And then there are a variety of rice Pulavs – from the simple, dainty Nei Kool (ghee rice garnished with raisins and nuts) to the more elaborate and spicy vegetable, chicken and mutton pulavs.

Coorgs are “pure” or “strict” non-vegetarians, as some of them like to call themselves. This obviously goes back to the times when they hunted the wild boar, deer and birds that populated their dense forests. Hunting, both for sport and food, was a popular pastime of the Coorgs. It is not as common now because of the depletion of the forests that have been cut down to plant profitable crops such as coffee, cardamom and pepper. Besides, current wildlife laws prohibit game hunting. Fish and crabs are caught in the paddy fields, ponds and streams that are found everywhere in Coorg. No Coorg meal is complete without at least one non-vegetarian dish. Pork is an all-time favourite, cooked as Pandi curry and served with Kadambuttu for breakfast, or with rice at other meals. Meat, chicken and fish, whether raised at home, bought from the market or hunted in the forest are cooked in a variety of ways with different combinations of spices. They may be fried, roasted, grilled or cooked as a curry with gravy. Meat and fish are also preserved by pickling or by salting, smoking and drying. A reed basket hung over the fireplace in the traditional Coorg kitchen held the salted meat or fish that was being smoke-dried. Dried meat and fish are used during the long monsoon season when stepping out of the house is nearly impossible. Dried fish and crab meat are also used to make spicy chutneys. Meat features in many traditions of the Coorgs – in the “meedi” offerings made to ancestors before a feast, in the “koopadi” taken by close relatives to an expectant mother, and in all festivals and ceremonies related to birth, marriage and death. Meat is taboo only during festivals, such as Kaveri Sankramana, that have been influenced by Brahmin traditions.

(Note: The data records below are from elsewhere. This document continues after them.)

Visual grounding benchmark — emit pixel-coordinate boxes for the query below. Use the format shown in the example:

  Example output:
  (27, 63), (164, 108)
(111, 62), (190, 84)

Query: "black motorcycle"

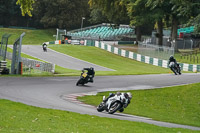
(169, 62), (181, 75)
(76, 70), (93, 86)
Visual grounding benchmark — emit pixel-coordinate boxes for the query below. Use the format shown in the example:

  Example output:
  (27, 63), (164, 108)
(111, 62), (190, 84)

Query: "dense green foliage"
(79, 83), (200, 127)
(0, 28), (56, 45)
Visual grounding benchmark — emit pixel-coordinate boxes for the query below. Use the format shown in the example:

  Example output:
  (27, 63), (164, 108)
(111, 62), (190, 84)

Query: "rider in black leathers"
(83, 67), (95, 83)
(168, 55), (177, 65)
(168, 55), (179, 74)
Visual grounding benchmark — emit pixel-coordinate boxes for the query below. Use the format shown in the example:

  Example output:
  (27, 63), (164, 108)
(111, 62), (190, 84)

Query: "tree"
(33, 0), (89, 29)
(88, 0), (129, 24)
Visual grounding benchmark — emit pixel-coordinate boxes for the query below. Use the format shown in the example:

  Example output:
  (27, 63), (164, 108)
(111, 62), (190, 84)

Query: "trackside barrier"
(45, 40), (200, 72)
(95, 41), (200, 72)
(7, 52), (55, 74)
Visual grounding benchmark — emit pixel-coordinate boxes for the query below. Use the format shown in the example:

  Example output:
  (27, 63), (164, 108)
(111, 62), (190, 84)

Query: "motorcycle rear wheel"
(97, 103), (104, 112)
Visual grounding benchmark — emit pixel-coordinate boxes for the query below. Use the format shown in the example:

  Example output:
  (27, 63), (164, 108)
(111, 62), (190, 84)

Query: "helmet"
(116, 91), (121, 96)
(127, 92), (132, 99)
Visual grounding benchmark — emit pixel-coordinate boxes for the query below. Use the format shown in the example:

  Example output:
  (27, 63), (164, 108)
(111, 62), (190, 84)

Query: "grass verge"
(78, 83), (200, 127)
(0, 99), (197, 133)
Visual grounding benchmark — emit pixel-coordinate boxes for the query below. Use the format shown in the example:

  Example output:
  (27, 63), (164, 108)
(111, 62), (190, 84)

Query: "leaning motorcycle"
(169, 62), (181, 75)
(76, 70), (90, 86)
(97, 95), (128, 114)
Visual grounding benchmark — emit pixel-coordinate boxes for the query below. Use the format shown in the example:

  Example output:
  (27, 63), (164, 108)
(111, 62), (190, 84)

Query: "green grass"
(0, 28), (56, 45)
(49, 45), (170, 75)
(79, 83), (200, 127)
(0, 99), (198, 133)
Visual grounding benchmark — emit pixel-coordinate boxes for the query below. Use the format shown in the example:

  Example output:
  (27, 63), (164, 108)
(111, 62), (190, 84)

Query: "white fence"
(6, 52), (55, 74)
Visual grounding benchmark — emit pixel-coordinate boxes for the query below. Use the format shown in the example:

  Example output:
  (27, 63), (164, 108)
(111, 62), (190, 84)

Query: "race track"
(0, 73), (200, 130)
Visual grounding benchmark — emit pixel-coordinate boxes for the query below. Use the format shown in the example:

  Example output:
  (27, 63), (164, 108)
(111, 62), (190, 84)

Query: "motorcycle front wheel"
(108, 102), (122, 114)
(76, 78), (84, 86)
(97, 103), (105, 112)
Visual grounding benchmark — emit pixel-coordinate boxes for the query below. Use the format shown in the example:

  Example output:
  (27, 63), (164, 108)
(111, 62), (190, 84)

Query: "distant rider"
(168, 55), (179, 74)
(83, 67), (95, 83)
(168, 55), (177, 65)
(42, 43), (47, 52)
(103, 92), (132, 109)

Coorgs are also partial to vegetable dishes that use produce from their forests and fields – Baimbale curry (made from tender bamboo shoots), Kumm curry (from wild mushrooms that were used in Coorg long before they became popular in the rest of the region), Therme Thopp curry (of the tightly coiled tender leaves of a variety of fern), Chekke curry (of unripe jackfruit) Chekke Kuru curry (of jackfruit seeds), Baale Kaamb curry (of the stem of the banana plant), Kemb curry (from the leaves of the colcosia plant), Kemb Kande curry (of the colcosia yam), Maange curry (of raw mangoes with spices and jaggery, plate-licking good if made from wild mangoes), Maange Pajji (made from ripe mangoes with curds and coconut – also delicious if wild mangoes are used), and the popular Mudure Kanni (a spicy gravy made from the thickened juice of boiled horse-gram). Chutneys are made not only from coconut, as in other cuisines, but from gingelly seeds, horse gram and jack fruit seeds. These chutneys go well with Akki Otti.

The basic ingredients of a traditional gravy for a Coorg Curry, whether vegetarian or non-vegetarian, is coconut, ground with onions, garlic and a selection of other spices. In the past, coconut oil was used for cooking. But because of the cholesterol scare, coconut oil is now used sparingly or not at all, and refined vegetable oil is substituted for coconut oil by many, resulting in a loss of the authentic taste of Coorg dishes.

Pickles made in Coorg traditionally do not use oil as a preservative. Spices and salt brine are used instead. Besides the common lime and mango pickles, Coorgs make pickles using pork, fish, Kumm (mushrooms), Baimbale (tender bamboo), Ambate (hog plums), Nellikai (goose-berries), Kaipuli (bitter orange),and Badava Puli (a large citrus fruit used only for pickling).